Authors: Piper Shelly
Tags: #fiction, #romance, #adventure, #cancer, #runaway, #sad, #france, #angel, #teen, #london, #summer, #teenager, #first kiss, #ya, #first love, #best friend, #mother daughter, #teen romance, #orphanage, #new adult, #vineyards
“
Merci
,”
I replied, accepting
the drink.
She sat down on my lounge chair in front of
my legs and fumbled with the seam of the three layers of my skirt.
“That dress suits you so well. You should wear it more often.”
I winced. “I don’t feel well in it. You
shouldn’t have picked it out for me today.”
Her sneaking into my room and placing the
dress on a hanger outside my wardrobe before I woke had really
startled me this morning. Especially, since she never walked into
my room uninvited. A habit of both my aunt and uncle that I
appreciated.
A confused smile tugged on her lips, and she
glanced at me from the corner of her eye. “What are you talking
about? I never pick outfits for you to wear, you know that.”
“But you placed the hanger on my wardrobe
door,” I replied, suddenly not so sure. “How else would it get
there?”
And how indeed
?
“Maybe you put it there before you went to
bed last night?”
“You know me. When have I ever chosen a
color like this to wear?” I arched a brow and lifted the top layer
of the skirt demonstratively. “I don’t even know why this was still
in my wardrobe. I thought I’d given all the fancy colored clothes
back to you ages ago.”
Marie cupped my chin, searching my face with
compassionate eyes. For the flash of a second her mind was
transparent. I dreaded her next words.
But sure as hell, she didn’t disappoint. “Is
this like the piano playing in the middle of the night?”
Hell yeah, it was. And just because none of
them had heard the music at night, it didn’t mean that no one had
played the damn piano. My song.
Hallelujah.
The melody that
had stuck in my head since I was a child.
After I had found the parlor empty that
night and screamed my head off, Marie had made me a cup of warm
milk with honey and tucked me back into bed. “So soon after your
mother’s death, it’s only natural that your mind plays tricks on
you sometimes. Everything will get better in time,” she’d assured
me.
If only.
The music kept playing in my mind. And I
knew it could only be
there
—in my mind—because I used to
lock the lid over the piano keys in the evening and took the small
brass key up to my room. The metal felt hot in my palm when I lay
in bed, tense and anxious that something was seriously wrong with
my brain, while the softest melody played downstairs.

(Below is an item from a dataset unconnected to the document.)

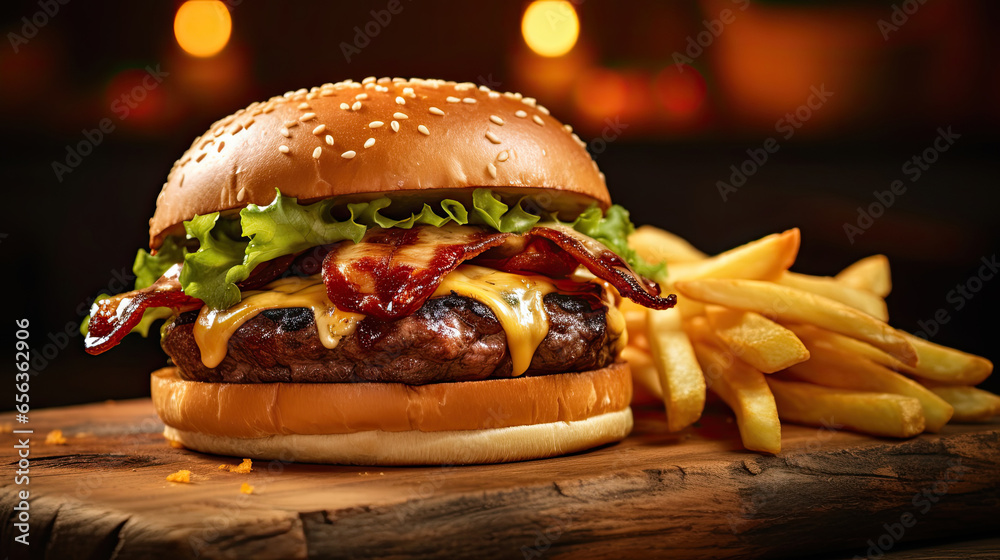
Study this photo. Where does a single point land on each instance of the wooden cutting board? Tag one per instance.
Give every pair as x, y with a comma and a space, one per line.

But as so many things in life, I got used to
it over the months. I never spoke of it again. And damn sure I
wouldn’t start now.
I lowered my gaze from Marie’s questioning
eyes, but snuggled deeper into her soft hands, soaking in the
tender feeling of being held. In all the months I had been living
with her and Uncle Albert, she had grown on me like a second
mother. At times, I found it hard to return her love with the
sadness eating me away, but I was still grateful beyond words.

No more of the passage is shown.